I enthusiastically agree with rocks. Even as a single adult expat, my rocks are essential to sur-thrive-al.
Here are my rocks:
# cook books. Having access to a wide variety of recipes, being able to recreate food from home, and to share a bit of my own family culture with a new community makes me feel at home in any place.
# Photos. Printed out and stuck on the wall of every house I live in. The same photos, the same people, and every year a few more added to the collection.
# The Complete Works of Shakespeare. Because as much as I love exploring, my own culture and in particular, literature, are the core of me.
# The Complete Works of Banjo Patterson. Because I still call Australia home.
# Singing. You can do it on trains and beaches, in kitchens and jungles, at home alone or with mates at a party. If you can breathe then you can sing and you don’t need money and it doesn’t weigh a thing. More often than not, if you start it, others will join you, irrespective of the language they speak.
We’ve lived in nine different locations since my almost 7 yr old was born. A few things that have followed us everywhere are:
Snowflakes. The first week of December, regardless of where we are and the climate, we break out white paper and make snowflakes. After we’ve made about a bazillion we cover all the windows and my son makes it his job to point them out to everyone who comes in the door. “LOOK! It’s snowing.” This year he made a snowman too and it ws such a hit I think he’ll make it perminant.
Music Time: As often as possible we gatheer together in the evening, DH breaks out his guitar and the kids play along with maracas and tambourines while we sing our favorites; a little bit gospel, a little bit bluegrass, a little bit CCM, a little bit Hindi.
Olympics: we always watch these, even if it means sitting up in bed waaay past bedtime watching them online in a language we don’t understand (cause who in the tropics are going to televise the Winter Olympics).
Holi: We lived in India when DS was a baby and played Holi with our neighbors.
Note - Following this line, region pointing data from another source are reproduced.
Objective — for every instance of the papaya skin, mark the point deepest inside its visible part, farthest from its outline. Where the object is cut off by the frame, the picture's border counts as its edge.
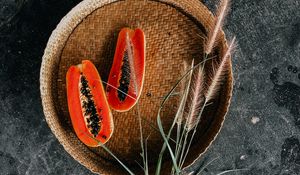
(128, 63)
(76, 111)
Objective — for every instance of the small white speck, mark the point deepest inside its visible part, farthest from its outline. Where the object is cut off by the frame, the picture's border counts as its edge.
(254, 120)
(243, 157)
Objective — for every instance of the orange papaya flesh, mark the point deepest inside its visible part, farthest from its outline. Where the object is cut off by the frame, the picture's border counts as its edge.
(125, 81)
(89, 111)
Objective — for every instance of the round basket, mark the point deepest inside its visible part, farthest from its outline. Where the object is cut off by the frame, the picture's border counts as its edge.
(174, 31)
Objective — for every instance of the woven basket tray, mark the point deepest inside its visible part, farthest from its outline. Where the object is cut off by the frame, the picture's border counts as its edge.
(174, 30)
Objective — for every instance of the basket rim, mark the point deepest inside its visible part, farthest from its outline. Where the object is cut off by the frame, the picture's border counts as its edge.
(70, 21)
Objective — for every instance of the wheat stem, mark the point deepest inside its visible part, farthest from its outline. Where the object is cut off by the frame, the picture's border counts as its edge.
(221, 13)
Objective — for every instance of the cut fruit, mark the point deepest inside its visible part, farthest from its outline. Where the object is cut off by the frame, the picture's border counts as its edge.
(90, 113)
(125, 81)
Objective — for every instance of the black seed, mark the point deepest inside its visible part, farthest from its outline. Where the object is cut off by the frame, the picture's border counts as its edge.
(295, 69)
(125, 78)
(275, 70)
(148, 94)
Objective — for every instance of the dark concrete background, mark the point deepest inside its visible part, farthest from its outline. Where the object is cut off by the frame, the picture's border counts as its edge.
(261, 132)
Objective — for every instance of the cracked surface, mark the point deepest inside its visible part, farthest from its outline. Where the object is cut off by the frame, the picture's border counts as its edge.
(268, 35)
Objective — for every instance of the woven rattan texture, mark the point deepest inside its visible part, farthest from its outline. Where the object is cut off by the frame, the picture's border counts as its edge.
(173, 38)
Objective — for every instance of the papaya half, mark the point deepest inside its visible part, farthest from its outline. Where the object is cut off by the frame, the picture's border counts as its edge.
(89, 111)
(125, 81)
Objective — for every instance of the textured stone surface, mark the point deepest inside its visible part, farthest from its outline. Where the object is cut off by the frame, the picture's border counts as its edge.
(260, 134)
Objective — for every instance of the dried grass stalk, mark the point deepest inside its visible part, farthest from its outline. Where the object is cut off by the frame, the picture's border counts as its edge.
(219, 21)
(220, 73)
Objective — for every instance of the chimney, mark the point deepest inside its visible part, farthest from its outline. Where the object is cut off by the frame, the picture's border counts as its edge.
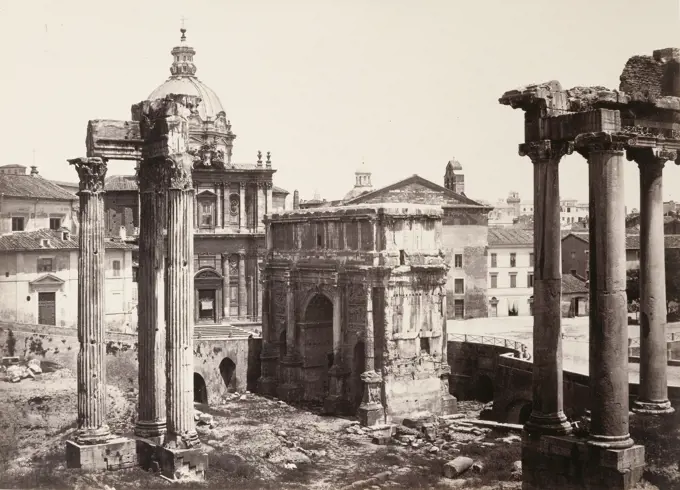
(296, 200)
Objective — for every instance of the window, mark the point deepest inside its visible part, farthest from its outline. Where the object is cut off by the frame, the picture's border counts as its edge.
(206, 215)
(494, 280)
(45, 265)
(18, 223)
(116, 268)
(55, 223)
(425, 345)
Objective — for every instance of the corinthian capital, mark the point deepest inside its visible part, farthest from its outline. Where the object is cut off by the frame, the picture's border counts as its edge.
(91, 173)
(540, 151)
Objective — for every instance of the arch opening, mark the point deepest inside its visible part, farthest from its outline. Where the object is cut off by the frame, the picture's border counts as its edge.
(227, 370)
(200, 390)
For those not in the know it is a crazy fun holiday which involves dumping colored water and colored powder on each other. We liked it so much we still do it. Even with living in a frigid part of the world we find an Indian grocery store, buy some powder, rustle up some Indian university students or a few awesome homescholers and throw colors on each other and declare HOLI HAI!
I’ve been thinking about this for a few days. We go back and forth between Japan and Australia, but more Japan than Australia. Here are a few of our rocks:
* Birthdays. We (almost always) give gifts at breakfast and have a family party with a special cake (often themed for the kids) for dinner.
* Camping. We’ve been camping in Japan and Australia 20 times in the last five years. It turns out that no matter which place you camp in, there is a feeling of familiarity about the routine.
* Recipes. I have a bunch of relatively basic meals and sweets that I like and my family likes. I make them regularly no matter which country we’re in.
* Music definitely comes with us. Easy now that everything can be digital.
* Each other, of course. (We’re a family of five, three boys.)
* Nightly routine. Including dinner together, then teeth, individual Bible and prayer times, reading.
*SQUIRT. Special Quiet Uninterrupted Individual Reading Time. Well, theoretically all these. Basically reading or doing some quiet activity on your own, preferably on your bed or a couch. We do this routinely on weekends and holidays after lunch, when feasible. The boys don’t even fight it now.
* This year in Australia we’ve gone to great lengths to allow one of our boys to continue his love of wrestling. The continuity has helped our teenager more than he realises.